4. The process as claimed in claim 1, wherein the step of contacting involves passing said solution through a column containing a bed of said modified acidic alumina to obtain said treated solution.

5. The process as claimed in claim 1, wherein the step of contacting involves stirring said solution with said modified acidic alumina for 1 to 24 hours, to obtain a biphasic mixture containing a liquid phase and a solid phase and separating said liquid phase from said biphasic mixture to obtain said treated solution.

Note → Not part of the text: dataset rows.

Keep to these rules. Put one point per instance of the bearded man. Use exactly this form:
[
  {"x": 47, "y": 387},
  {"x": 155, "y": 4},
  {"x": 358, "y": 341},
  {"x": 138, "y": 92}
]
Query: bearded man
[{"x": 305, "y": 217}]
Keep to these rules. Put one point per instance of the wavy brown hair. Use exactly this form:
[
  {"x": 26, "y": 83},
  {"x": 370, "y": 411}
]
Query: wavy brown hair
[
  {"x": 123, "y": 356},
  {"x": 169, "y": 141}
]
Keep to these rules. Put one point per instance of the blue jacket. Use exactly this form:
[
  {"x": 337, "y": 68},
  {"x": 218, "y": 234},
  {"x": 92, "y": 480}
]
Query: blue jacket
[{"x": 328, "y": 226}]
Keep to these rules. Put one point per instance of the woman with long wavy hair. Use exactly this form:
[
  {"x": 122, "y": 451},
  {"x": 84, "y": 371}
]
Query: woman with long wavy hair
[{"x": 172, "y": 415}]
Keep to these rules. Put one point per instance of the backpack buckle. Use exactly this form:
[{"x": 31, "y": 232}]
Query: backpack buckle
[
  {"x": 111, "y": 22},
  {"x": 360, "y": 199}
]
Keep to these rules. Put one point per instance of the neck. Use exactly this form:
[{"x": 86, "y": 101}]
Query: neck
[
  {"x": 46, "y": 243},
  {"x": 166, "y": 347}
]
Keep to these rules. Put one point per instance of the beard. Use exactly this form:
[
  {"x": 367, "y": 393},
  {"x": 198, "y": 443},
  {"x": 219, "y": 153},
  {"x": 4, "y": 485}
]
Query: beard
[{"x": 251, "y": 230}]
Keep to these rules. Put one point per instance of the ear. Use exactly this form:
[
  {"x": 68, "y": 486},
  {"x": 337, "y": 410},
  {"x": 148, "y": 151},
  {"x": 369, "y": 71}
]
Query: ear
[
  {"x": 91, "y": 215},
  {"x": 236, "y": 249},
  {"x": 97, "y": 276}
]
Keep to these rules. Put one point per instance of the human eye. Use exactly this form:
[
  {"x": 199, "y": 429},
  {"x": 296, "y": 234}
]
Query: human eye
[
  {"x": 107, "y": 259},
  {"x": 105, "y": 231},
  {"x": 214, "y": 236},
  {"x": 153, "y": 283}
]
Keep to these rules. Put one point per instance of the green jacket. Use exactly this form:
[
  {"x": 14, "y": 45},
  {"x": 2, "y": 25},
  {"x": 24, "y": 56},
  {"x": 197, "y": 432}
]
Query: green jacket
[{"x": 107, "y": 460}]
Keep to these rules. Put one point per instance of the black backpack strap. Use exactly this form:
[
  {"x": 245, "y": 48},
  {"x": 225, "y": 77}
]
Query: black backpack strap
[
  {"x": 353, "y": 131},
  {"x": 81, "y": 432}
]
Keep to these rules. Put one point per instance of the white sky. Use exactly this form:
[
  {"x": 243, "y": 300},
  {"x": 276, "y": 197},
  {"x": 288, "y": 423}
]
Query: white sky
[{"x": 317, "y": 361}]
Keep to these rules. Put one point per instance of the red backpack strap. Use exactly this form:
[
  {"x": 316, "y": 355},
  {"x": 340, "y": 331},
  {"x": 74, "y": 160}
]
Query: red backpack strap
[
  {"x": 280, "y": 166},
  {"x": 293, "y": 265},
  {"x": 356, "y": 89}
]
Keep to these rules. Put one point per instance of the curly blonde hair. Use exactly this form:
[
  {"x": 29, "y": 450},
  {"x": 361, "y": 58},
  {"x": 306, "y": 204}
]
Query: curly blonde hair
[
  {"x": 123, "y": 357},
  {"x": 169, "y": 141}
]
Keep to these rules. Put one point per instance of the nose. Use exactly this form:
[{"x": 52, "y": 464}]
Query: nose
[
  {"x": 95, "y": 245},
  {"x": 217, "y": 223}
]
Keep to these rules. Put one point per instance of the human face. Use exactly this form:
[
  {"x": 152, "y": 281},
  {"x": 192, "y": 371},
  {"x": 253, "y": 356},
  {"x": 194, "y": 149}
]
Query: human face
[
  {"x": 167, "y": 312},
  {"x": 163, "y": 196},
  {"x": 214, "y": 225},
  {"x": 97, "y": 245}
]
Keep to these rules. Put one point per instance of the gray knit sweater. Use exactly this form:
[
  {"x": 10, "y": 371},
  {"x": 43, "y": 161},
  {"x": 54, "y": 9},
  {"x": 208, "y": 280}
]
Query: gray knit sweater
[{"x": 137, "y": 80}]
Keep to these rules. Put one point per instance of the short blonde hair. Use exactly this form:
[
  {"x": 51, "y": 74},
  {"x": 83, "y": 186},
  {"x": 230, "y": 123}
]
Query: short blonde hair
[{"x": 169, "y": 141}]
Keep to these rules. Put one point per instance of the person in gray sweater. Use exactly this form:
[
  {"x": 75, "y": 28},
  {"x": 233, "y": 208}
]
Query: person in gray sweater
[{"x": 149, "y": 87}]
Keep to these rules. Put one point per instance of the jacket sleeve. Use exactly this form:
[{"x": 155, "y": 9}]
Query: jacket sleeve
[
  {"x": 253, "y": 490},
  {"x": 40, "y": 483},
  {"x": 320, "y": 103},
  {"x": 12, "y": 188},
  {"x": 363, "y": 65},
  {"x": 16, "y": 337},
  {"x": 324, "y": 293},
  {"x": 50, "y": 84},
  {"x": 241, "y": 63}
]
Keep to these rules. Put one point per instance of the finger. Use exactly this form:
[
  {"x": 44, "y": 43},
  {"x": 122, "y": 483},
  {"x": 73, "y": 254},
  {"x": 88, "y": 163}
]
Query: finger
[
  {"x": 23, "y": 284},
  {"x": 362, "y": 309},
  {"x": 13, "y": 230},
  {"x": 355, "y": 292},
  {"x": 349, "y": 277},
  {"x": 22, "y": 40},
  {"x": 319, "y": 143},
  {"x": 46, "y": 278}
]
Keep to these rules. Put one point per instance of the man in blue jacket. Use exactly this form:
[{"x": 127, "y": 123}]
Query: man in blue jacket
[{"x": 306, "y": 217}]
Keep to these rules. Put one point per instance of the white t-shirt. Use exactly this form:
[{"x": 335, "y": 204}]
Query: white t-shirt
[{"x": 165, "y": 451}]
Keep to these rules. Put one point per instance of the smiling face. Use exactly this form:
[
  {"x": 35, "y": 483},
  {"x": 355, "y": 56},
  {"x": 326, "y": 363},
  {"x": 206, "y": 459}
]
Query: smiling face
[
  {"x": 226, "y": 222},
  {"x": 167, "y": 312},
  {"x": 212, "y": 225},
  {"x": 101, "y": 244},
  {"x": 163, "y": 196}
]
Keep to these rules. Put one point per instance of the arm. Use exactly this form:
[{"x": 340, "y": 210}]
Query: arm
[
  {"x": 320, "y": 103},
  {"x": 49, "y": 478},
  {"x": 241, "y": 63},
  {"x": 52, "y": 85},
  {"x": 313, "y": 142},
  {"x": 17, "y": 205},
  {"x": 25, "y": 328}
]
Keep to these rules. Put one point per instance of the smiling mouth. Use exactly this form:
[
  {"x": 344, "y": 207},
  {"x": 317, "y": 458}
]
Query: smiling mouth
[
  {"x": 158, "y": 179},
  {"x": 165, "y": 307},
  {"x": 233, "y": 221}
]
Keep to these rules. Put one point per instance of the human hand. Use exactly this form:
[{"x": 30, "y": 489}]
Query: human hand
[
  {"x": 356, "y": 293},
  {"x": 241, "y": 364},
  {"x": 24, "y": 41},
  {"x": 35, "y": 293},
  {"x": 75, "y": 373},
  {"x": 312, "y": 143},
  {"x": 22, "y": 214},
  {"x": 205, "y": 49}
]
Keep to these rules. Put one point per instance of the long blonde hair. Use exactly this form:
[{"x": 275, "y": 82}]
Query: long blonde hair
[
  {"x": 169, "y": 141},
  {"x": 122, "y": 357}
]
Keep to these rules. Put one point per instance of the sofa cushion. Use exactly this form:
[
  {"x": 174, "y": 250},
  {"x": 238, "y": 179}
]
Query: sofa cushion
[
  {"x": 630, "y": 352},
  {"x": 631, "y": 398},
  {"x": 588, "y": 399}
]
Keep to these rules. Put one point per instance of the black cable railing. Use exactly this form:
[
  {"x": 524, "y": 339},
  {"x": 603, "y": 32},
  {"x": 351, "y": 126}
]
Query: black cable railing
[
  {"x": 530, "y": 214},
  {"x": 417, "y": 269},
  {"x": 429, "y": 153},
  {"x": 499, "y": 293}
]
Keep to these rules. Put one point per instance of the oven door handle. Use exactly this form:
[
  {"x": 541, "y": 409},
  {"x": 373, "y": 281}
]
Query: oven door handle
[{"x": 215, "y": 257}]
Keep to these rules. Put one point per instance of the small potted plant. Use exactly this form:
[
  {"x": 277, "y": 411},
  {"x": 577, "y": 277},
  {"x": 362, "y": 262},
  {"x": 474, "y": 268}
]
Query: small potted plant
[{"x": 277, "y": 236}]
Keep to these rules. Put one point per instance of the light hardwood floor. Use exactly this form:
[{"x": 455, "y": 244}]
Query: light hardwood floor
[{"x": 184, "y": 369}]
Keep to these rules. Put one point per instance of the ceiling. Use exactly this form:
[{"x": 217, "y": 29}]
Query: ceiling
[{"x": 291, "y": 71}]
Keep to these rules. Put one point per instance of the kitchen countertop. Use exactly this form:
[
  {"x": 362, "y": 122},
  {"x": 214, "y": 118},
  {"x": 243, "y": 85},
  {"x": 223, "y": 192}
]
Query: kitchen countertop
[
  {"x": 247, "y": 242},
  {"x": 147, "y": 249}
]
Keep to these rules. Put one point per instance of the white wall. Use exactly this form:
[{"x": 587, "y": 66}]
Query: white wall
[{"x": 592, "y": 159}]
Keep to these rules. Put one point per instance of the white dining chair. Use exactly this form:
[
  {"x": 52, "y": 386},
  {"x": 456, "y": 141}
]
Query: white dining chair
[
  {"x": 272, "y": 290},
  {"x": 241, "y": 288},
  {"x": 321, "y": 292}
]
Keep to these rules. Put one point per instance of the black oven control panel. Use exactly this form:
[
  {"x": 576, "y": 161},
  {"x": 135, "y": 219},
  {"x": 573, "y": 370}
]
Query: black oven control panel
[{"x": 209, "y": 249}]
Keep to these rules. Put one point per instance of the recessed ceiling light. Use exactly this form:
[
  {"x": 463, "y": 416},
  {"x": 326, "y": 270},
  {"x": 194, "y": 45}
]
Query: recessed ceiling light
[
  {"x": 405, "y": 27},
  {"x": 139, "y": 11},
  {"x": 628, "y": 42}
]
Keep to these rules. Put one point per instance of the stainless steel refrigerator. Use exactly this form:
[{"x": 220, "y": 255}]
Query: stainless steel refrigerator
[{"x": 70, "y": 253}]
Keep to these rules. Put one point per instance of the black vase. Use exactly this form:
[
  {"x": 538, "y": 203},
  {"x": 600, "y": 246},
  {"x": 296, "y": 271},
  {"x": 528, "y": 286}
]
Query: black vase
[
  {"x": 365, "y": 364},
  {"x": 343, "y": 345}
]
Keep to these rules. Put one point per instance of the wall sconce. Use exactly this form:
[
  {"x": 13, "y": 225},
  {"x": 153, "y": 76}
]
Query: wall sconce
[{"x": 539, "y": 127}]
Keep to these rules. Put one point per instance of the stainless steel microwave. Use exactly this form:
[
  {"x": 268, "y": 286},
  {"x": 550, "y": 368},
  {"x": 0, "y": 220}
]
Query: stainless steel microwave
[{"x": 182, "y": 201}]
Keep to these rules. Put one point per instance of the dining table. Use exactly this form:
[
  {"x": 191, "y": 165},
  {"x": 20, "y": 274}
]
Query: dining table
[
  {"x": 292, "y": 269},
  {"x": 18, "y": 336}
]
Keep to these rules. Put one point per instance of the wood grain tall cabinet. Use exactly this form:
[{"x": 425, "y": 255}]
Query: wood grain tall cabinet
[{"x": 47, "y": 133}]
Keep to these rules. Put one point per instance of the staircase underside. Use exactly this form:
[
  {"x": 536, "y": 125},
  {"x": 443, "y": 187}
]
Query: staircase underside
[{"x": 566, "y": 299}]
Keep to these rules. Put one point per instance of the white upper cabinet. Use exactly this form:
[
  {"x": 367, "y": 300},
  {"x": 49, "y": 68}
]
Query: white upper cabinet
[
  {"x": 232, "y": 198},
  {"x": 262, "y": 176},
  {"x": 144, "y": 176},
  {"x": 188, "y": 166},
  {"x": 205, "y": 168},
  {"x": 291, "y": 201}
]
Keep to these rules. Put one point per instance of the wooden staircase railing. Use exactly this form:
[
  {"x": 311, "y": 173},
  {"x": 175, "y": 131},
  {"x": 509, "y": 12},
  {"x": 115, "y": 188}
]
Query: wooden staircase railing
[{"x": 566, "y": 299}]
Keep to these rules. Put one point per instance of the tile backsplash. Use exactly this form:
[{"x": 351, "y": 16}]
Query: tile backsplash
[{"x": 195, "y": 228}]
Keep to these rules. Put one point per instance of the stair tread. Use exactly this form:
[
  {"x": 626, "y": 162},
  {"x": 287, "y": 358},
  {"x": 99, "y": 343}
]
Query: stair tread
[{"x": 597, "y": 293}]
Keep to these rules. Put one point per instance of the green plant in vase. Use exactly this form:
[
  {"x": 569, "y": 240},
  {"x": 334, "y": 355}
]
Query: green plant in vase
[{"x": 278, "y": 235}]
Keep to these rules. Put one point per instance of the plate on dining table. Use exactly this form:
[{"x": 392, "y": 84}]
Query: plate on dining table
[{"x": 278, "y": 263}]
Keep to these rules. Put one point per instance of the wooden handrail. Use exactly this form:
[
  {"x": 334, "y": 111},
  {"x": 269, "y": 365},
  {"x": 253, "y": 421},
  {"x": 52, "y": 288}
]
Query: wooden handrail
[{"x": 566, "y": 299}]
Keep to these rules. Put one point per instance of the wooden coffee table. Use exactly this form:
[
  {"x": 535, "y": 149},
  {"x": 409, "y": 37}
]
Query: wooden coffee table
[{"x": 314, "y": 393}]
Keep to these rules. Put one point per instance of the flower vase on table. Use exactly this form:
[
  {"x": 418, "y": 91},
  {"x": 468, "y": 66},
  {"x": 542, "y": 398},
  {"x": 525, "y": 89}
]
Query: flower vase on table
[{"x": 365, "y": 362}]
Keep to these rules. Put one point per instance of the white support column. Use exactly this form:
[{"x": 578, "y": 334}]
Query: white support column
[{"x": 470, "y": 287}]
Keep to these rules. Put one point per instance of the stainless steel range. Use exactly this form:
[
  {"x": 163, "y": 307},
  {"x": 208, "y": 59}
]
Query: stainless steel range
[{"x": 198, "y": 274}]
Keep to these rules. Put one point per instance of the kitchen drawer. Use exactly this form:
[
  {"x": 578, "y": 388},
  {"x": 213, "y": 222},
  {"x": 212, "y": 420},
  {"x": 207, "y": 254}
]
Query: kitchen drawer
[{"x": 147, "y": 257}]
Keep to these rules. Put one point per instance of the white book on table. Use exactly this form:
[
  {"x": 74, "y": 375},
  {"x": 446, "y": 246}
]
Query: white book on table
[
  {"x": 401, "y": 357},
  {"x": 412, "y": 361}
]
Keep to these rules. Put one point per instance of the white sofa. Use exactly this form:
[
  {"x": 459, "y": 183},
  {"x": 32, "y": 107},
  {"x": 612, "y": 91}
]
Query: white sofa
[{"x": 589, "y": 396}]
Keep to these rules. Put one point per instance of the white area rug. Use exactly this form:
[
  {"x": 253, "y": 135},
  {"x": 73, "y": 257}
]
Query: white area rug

6. A process for preparing the modified acidic alumina used for the production of Temephos having a purity greater than 95 %w/w and having iso-Temephos content less than 1.2 %w/w as claimed in claim 1, said process comprising the following steps:
- adding acidic alumina to water to obtain an aqueous acidic alumina slurry, wherein the ratio of the amount of acidic alumina to the amount of water is in the range of 1:1 to 1:5;
- adding 20 % w/v to 30 %w/v aqueous solution of aluminium chloride to said aqueous acidic alumina slurry to obtain a mixture and heating said mixture under reflux for a time period in the range of 1 hour to 3 hours, followed by cooling to obtain a biphasic mixture containing a solid phase and a liquid phase; and
- separating the solid phase from the biphasic mixture and drying the solids under reduced pressure at a temperature in the range of 150 °C to 250 °C for 7 hours to 10 hours to obtain the modified acidic alumina.